Following an emotional performance at the St. James Theatre that featured lengthy entrance applause for most every scene and principal performer — both co-stars Patti LuPone and Laura Benanti were visibly moved by the audience's volcanic reactions to their entrances — Laurents and Sondheim joined the cast onstage.
The sold-out afternoon performance — including dozens who stood in the back of the theatre to watch LuPone's last performance as Rose — was a give-and-take love affair between audience and cast. There were several times the audience erupted into thunderous applause, most notably after LuPone's dazzling "Rose's Turn." The applause lasted so long — with some in the crowd yelling, "We love you Patti" and "You're a national treasure" — that the Tony-winning actress finally gestured for the crowd to let her and Benanti finish the scene.
When LuPone took her final bow, dozens of single roses were tossed to the stage, and she proceeded to pick up the flowers and distribute a single rose to each and every member of the cast. After she brought out Laurents and Sondheim to much applause, LuPone said, "Two of the creative staff are no longer with us, and we must acknowledge them — Jule Styne and [choreographer] Jerome Robbins."

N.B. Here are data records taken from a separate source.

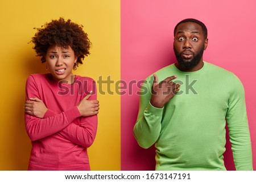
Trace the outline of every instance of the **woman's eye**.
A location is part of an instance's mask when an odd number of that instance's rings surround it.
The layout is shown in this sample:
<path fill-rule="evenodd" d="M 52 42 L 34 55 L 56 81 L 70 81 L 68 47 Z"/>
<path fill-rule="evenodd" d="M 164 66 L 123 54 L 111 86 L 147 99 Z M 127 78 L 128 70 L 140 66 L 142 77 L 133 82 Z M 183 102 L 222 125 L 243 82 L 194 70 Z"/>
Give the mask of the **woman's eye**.
<path fill-rule="evenodd" d="M 184 38 L 183 37 L 179 37 L 179 41 L 183 41 L 184 40 Z"/>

More applause followed, and LuPone offered a simple, brief speech, stating, "This experience in this theatre has been blessed by the theatre gods. . . . The crew, the front of house, and our wardrobe and everybody in this show . . . it's a rare experience that was led by Arthur with love, for which we are eternally grateful. I think I've never worked with a more dedicated, more committed, more lovely group of people who call themselves theatricals . . . and I am incredibly grateful … This is not goodbye, this is simply fare thee well."
Although there had been talk of recording the final performance, there were no cameras present. That said, anyone lucky enough to have attended the last performance will not soon forget the experience.